By Bonnie Stanard
White writers who produce
novels with black protagonists will find it near impossible to attract a
publisher. This, according to author Carla Damron, who appeared at
a book club meeting I recently attended. Her comment referenced the reaction to
Kathryn Stockett’s novel The Help, which was
criticized in the black community. For a response to the novel and movie, see
the letter published as “A Critical Review of the novel The Help”.
When I was working on my
novel Kedzie, Saint Helena IslandSlave, it came as a surprise to me that a black writer in my
writers’ workshop claimed slavery as the literary prerogative of blacks. I have
come to realize there is some public support for her view. That my novel’s
dialogue contains the word nigger,
which was commonly used in the antebellum South, put nails in the coffin. In one of my
blog entries on “WritePersona” I describe my experience with two literary
agents. I eventually self-published the book.
SAFE PLACES & TRIGGER
WARNINGS
Freedom of expression has
come into conflict with “safe places” (protection from ideas that make one
uncomfortable), which some people perceive as a right just as important as free
expression. College administrators, under the gun of the federal government,
have ramped up enforcement of trigger warnings (warnings professors should
issue if something in a course might elicit a strong emotional response).
It’s not uncommon to read
reports that students at colleges such as Columbia, Yale, and Rutgers call for
warnings for books such as Chinua Achebe’s Things Fall Apart (racial
violence); F. Scott Fitzgerald’s The Great Gatsby (misogyny and physical
abuse); Virginia Woolf’s Mrs. Dalloway (suicidal inclinations); and
Ovid’s Metamorphoses (sexual assault).
Yale undergraduates
petitioned to abolish the study of writers including Chaucer, Shakespeare, and
Milton, saying that “it is unacceptable that a Yale student considering
studying English literature might read only white male authors”. (The Guardian,June 1, 2016)
CENSORSHIP
There are some people who believe
they have a right not to be offended. And to a greater extent than ever, our
culture is accommodating a wide swath of them. For example, an Indiana University student was found guilty of
racial harassment for reading the book Notre
Dame vs. the Klan. The cover picture of a Klan rally offended the student’sco-workers. He was eventually cleared of the charges.

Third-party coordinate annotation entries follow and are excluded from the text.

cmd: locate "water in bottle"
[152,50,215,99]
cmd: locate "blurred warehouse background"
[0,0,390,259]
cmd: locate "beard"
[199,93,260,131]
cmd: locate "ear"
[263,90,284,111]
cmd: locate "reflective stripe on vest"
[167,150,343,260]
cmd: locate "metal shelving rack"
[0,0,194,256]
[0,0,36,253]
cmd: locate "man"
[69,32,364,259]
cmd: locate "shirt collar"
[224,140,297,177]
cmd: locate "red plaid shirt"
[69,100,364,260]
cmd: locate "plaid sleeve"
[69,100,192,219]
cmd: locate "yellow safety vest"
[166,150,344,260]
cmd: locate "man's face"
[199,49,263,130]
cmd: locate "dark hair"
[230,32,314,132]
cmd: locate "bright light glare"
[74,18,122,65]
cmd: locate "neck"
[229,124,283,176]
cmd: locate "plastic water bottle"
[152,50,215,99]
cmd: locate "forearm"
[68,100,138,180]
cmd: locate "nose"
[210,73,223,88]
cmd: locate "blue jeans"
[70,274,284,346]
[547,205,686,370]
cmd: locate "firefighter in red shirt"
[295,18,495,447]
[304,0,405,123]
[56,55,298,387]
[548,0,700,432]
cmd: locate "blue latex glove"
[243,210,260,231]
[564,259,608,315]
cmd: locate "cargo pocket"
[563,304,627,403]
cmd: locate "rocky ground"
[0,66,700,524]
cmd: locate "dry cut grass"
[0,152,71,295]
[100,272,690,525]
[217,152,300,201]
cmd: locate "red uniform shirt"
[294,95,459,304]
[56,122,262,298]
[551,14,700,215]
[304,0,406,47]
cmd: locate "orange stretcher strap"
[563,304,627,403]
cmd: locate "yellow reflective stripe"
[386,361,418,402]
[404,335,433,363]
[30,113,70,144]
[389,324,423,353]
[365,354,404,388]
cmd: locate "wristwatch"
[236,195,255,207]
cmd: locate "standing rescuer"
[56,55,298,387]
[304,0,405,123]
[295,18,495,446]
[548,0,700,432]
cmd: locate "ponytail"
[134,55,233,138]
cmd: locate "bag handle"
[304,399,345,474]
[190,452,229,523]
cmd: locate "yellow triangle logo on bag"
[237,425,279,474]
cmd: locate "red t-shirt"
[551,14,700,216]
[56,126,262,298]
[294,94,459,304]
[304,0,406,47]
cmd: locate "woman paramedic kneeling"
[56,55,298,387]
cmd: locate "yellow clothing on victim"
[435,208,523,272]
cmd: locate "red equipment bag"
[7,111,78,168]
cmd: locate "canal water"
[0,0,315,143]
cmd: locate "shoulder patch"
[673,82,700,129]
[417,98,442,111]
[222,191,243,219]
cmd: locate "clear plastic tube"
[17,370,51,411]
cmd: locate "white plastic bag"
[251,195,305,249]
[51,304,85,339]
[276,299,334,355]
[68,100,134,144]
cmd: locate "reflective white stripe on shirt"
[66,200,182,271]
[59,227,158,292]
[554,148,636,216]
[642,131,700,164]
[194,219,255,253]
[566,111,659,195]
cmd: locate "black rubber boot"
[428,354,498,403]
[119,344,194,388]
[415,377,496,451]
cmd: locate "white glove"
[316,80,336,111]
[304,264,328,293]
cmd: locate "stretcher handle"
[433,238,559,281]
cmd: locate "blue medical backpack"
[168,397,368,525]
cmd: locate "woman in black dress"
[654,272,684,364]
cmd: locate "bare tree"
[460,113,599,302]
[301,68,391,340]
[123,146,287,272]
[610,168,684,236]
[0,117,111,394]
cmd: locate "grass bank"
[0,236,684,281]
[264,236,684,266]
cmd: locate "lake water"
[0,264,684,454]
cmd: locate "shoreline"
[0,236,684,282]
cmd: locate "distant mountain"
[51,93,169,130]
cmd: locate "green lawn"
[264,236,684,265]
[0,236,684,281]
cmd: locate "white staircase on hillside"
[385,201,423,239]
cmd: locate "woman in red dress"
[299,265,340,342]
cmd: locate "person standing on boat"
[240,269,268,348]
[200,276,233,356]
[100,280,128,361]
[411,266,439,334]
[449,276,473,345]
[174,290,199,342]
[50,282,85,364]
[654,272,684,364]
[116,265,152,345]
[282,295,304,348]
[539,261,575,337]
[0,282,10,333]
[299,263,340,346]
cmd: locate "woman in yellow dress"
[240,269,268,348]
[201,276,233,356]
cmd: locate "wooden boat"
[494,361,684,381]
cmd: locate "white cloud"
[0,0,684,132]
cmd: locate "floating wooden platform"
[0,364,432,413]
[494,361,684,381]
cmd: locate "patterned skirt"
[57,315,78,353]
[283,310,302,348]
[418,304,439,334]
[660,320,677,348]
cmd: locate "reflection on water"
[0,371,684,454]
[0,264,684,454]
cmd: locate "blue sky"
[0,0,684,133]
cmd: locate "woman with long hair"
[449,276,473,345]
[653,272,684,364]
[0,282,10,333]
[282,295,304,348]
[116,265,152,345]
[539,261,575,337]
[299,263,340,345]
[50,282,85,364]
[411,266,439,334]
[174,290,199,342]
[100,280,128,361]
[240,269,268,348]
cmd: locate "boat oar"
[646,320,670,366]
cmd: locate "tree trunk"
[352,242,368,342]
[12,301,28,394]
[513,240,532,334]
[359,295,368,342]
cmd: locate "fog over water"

Given today’s climate, some
classics wouldn’t have made it past the query process much less have been
published, books such as Gone With The Wind
by Margaret Mitchell; Imitation of Life
by Fannie Hurst; or Showboat by Edna
Ferber.
Salman Rushdie,
who knows a thing or two about literary censorship (Iran boycotted the 2015
Hamburg Book Fair because Rushdie was scheduled as guest speaker), has been
quoted as saying that people claiming to stand for free
speech have "demolished what they stand for."
Political correctness, used
to suppress divergent voices, becomes a tool of oppression. How are we to
engage in a genuine discussion about black lives (or Asian or Mexican or
Southern) if censorship is used to eliminate whatever makes us uncomfortable? Despite
the criticism, I make no apologies for telling the story of a slave girl named Kedzie. I would hope blacks would see in
her the courage of some of their ancestors.